Décédé en 2017 à 92 ans, Jean-François Coatmeur, enseignant en lettres breton, est surtout l’auteur de romans policiers. Des croix sur la mer est son seul roman classique, où les croix font bien dans le titre, mais ne sont absolument pas représentatives du contenu. Inspiré d’un événement biographique brièvement relaté en préface, l’histoire laisse la religion accessoire. Il faut dire que l’auteur a subi les curés lors de ses études secondaires.
Sébastien Palu, le personnage principal, est infirmier « auxiliaire » après avoir entrepris des études de médecine, interrompues par la tuberculose. Puis la guerre est venue, la Seconde, l’effondrement de l’armée française « la plus puissante du monde », mais archaïque à cause des badernes qui la gouvernent ; toute la France est occupée, y compris un petit village breton qu’aucun Astérix ne défend, sauf quelques trop jeunes, exaltés de la dernière heure, au moment où les Allemands se replient.
Ils prennent des otages pour couvrir leur fuite. Ils sont sans cesse harcelés par les partisans, attaqués au coin de chaque bois. Ils raflent les villageois qui ont le malheur, ou plutôt la bêtise, de passer dans la rue, comme si de rien n’était. Or tout « est », justement, et les plus imbéciles se font pincer, au lieu de rester chez eux en attendant que la tempête vert de gris passe. Les soldats en fuite sont les plus dangereux, tout le monde le sait, ou devrait le deviner – mais non, il y a toujours des plus malins qui « croient » que…
En ce mois d’août 1944, la chaleur règne sur la Bretagne et les Américains repoussent l’armée allemande qui se replie en véhicules et tient les otages, dix-sept raflés parce qu’ils passaient par là. Dont Sébastien Palu, infirmier à ausweis, mais dont la soldatesque se fout comme de l’an 40. Heureusement, l’officier commandant est blessé à la cuisse et réclame un docteur. Palu en fait office, pansant sa plaie, pas bien grave car ni l’os ni les tendons ne sont atteints ; il suffit que la chair ne s’infecte pas. L’officier, un brin philosophe, garderait bien l’infirmier pour son repli, il peut toujours servir, mais le niais écoute l’appel d’un benêt qui est venu le chercher pour « soigner » sa mère soûlarde, une fois de plus beurrée à mort.

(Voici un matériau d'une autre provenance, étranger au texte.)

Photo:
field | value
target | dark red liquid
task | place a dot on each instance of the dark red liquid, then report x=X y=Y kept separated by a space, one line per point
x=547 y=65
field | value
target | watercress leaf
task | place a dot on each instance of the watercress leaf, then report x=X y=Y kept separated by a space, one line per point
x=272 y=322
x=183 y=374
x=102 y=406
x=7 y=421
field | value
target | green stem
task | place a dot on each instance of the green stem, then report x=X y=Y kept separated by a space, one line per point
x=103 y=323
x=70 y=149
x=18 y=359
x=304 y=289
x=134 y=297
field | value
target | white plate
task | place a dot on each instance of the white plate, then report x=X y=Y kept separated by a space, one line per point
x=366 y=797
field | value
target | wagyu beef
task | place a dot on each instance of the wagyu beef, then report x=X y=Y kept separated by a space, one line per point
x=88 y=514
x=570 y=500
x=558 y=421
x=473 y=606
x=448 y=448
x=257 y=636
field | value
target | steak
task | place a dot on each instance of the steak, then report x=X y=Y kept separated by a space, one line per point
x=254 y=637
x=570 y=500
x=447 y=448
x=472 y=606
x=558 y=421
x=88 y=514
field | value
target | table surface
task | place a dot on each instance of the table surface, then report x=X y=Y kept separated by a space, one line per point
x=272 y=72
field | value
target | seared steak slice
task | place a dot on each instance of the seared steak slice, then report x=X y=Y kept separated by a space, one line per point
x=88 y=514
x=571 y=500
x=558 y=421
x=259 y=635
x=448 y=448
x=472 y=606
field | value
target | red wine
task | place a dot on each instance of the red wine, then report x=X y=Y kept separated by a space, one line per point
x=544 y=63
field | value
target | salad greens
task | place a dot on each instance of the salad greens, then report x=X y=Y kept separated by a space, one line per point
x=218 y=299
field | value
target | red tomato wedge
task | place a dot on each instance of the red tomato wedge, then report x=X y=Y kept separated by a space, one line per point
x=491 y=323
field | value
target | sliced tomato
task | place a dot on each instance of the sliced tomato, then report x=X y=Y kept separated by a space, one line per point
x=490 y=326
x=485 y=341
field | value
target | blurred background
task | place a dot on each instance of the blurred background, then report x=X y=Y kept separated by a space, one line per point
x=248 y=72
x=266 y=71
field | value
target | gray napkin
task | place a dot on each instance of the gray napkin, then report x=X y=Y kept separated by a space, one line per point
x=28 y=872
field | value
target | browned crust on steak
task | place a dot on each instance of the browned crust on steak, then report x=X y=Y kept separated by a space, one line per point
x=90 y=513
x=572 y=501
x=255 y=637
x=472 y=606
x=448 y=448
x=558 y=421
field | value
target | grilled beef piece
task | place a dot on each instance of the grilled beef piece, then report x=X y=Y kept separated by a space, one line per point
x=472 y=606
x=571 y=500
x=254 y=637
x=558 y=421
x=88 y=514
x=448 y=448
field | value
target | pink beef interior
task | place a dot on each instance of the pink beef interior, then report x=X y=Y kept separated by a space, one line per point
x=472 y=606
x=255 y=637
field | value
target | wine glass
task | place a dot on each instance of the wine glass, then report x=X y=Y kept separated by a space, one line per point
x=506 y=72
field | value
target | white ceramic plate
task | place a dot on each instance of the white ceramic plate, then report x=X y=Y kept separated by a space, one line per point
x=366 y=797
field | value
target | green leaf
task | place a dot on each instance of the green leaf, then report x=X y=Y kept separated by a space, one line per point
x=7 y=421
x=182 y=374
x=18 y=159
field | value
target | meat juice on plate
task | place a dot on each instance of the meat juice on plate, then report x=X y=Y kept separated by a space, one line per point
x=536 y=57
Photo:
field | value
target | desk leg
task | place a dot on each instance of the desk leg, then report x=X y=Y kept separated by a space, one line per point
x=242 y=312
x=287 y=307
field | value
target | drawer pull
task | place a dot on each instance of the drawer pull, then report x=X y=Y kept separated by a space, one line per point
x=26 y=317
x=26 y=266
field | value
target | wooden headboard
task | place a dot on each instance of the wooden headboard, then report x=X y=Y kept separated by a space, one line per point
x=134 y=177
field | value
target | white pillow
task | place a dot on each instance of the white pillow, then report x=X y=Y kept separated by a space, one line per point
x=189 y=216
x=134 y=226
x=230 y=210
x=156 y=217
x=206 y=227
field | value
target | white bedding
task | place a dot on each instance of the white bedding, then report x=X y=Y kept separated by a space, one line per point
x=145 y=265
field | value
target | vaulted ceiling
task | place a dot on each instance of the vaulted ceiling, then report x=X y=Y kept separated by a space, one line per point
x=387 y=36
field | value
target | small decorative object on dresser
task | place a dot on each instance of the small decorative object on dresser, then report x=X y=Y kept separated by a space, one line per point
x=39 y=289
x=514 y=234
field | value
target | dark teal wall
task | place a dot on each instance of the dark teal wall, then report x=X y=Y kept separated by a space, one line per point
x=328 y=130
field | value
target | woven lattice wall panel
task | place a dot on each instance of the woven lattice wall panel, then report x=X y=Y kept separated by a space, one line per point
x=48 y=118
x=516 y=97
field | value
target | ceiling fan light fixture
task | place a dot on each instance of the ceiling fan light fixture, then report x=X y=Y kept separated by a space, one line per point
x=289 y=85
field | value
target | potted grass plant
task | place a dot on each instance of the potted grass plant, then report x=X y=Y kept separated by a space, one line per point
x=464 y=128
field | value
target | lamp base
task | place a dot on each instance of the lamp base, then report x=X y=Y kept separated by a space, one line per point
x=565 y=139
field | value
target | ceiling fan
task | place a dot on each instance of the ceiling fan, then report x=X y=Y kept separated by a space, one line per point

C’est pour cela qu’il s’est fait pincer, en allant la secourir. Et le benêt en rajoute une couche en l’appelant à nouveau, pour lui cette fois, car il n’a pas su rester tranquille, il s’est fait salement tabasser. Une fois pansé, il croche la main de l’infirmier, ne veut pas qu’il le quitte. Et le niais cède – une fois de plus. Palu, au nom de maladie, n’est pas une personnalité forte, ni même sympathique.
Par d’incessants retours en arrière, l’auteur nous apprend qu’il a non seulement engrossé trop jeune la fille de hobereaux qui ont dû consentir au mariage, et l’ont méprisé, lui et sa famille, mais qu’il a échoué en médecine, pour cause de maladie, échoué à entrer dans la Résistance comme le cousin de sa femme, pour cause de faible santé, échoué à élever son fils Olivier, qu’il voit très peu, échoué à dire non au benêt inopportun, échoué à revenir auprès de l’officier allemand… En bref un « perdant » congénital.
De plus, cet être sans volonté, qui se laisse ballotter par le destin, a envisagé de dénoncer le jeune cousin fringuant, qui tringle sa femme en aparté. Il les a surpris en plein ébats lorsqu’il est revenu en vélo d’une tournée. Il s’est bien gardé d’apparaître et de jeter dehors le défonceur de chatte, faute de virilité. Avec ses 31 ans, il ne se sent pas de force contre un jeune homme en pleine vigueur de ses 18 ans. Il a donc écrit par vengeance de ressentiment une lettre de dénonciation à la Kommandantur, sur beau papier, toute en pleins et déliés tracés sur des lignes tirées à la règle. Comme si la maniaquerie du style compensait la lâcheté du procédé. Cette lettre, il a eu la faiblesse de ne pas l’envoyer, oh, pas pour de nobles motifs, mais par couardise d’avoir à en supporter les conséquences. Il a même eu la faiblesse ultime de ne pas la brûler, comme il en avait vaguement l’intention au moment où le benêt, au prénom inadéquat de Valentin, est venu gémir à sa porte pour le tanner de le suivre.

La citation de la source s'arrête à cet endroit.